Também o depoimento da testemunha AC... não se mostrou minimamente credível porque foi pleno de confusões e incertezas, afirmando não saber se seguia atrás do veículo do autor ou noutra via paralela, tendo referido ter visto 2 ou 3 mecos no local do acidente quando só foi encontrado um, como resulta da participação de acidente de viação. Mais revelou alguma animosidade contra a ré, referindo que, frequentemente, a ré se eximia de responsabilidades idênticas às que lhe são assacadas nos presentes autos. Por tais razões, o seu depoimento não foi considerado para a formação da convicção do Tribunal.

A testemunha JS..., não obstante ser pai do autor, prestou declarações coerentes e isentas de contradições, pelo que foram consideradas para prova dos factos R., S. e T..
A testemunha VV...., cabo da GNR que elaborou o auto de participação do acidente, declarou não se recordar do acidente em causa, apenas sabendo o que consta do auto que consultara antes da audiência, pelo que o seu depoimento nada acrescentou à factualidade resultante do teor de tal documento.

As testemunhas AA…. e RG… prestaram depoimentos sérios e honestos, revelando conhecer bem o local do acidente, que descreveram com pormenor, mais explicando o modus operandi da fiscalização das estradas por parte de carrinhas UMIR, tendo ainda o primeiro instruído o processo de reclamação do autor contra a ré. Os seus depoimentos contribuíram para a prova dos factos D., E., G. e H.

Os factos não provados 1., 2. e 3. resultaram da falta de credibilidade das declarações do autor, assente nas razões acima enunciadas, não tendo o Tribunal sequer concluído pela interferência de qualquer flat cone no acidente em apreço, e sendo a dinâmica do acidente – com dois embates do veículo em ambas as laterais da via – mais compatível com a circulação do veículo do autor em excesso de velocidade do que com a colisão com um flat cone que, pela sua característica de leveza não se mostra apto a provocar um acidente do género do descrito pelo autor.

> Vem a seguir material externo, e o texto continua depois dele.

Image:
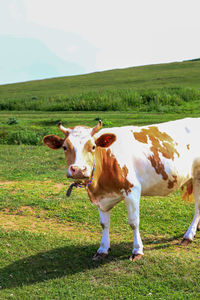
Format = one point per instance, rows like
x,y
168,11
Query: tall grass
x,y
154,100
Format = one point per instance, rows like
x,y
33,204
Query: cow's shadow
x,y
63,261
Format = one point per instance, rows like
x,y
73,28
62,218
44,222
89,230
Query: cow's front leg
x,y
102,252
132,201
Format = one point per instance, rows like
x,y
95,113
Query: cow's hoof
x,y
198,226
135,257
99,256
185,242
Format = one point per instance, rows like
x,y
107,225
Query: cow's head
x,y
79,147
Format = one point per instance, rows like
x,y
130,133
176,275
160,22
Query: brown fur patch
x,y
106,140
162,144
109,176
69,153
187,190
172,182
53,141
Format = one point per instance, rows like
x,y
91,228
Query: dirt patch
x,y
59,186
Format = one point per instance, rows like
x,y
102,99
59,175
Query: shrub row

Quanto ao facto não provado 4., o valor da reparação alegado pelo autor apenas aparece num documento que o mesmo junto com a p.i., com a inexplicada referência “insp. Periód. Obrigatória”, sem que se mostre o mesmo corroborado por qualquer outro documento ou depoimento, sendo aquele manifestamente insuficiente para se concluir no sentido em que a reparação do veículo quanto aos danos ocorridos no acidente em causa se cifra em tal montante.

Relativamente aos factos não provados 5. a 8., o autor não demonstrou a sua situação económica nem carreou para os autos qualquer elemento comprovativo do seu local e do seu horário de trabalho à data do acidente.

Finalmente, quanto aos factos não provados 9. e 10., não obstante se ter demonstrado que o autor ficou privado do uso do veículo sinistrado desde a data do acidente até finais de 2020, não logrou o autor demonstrar, com a prova produzida, quaisquer transtornos associados a tal privação.”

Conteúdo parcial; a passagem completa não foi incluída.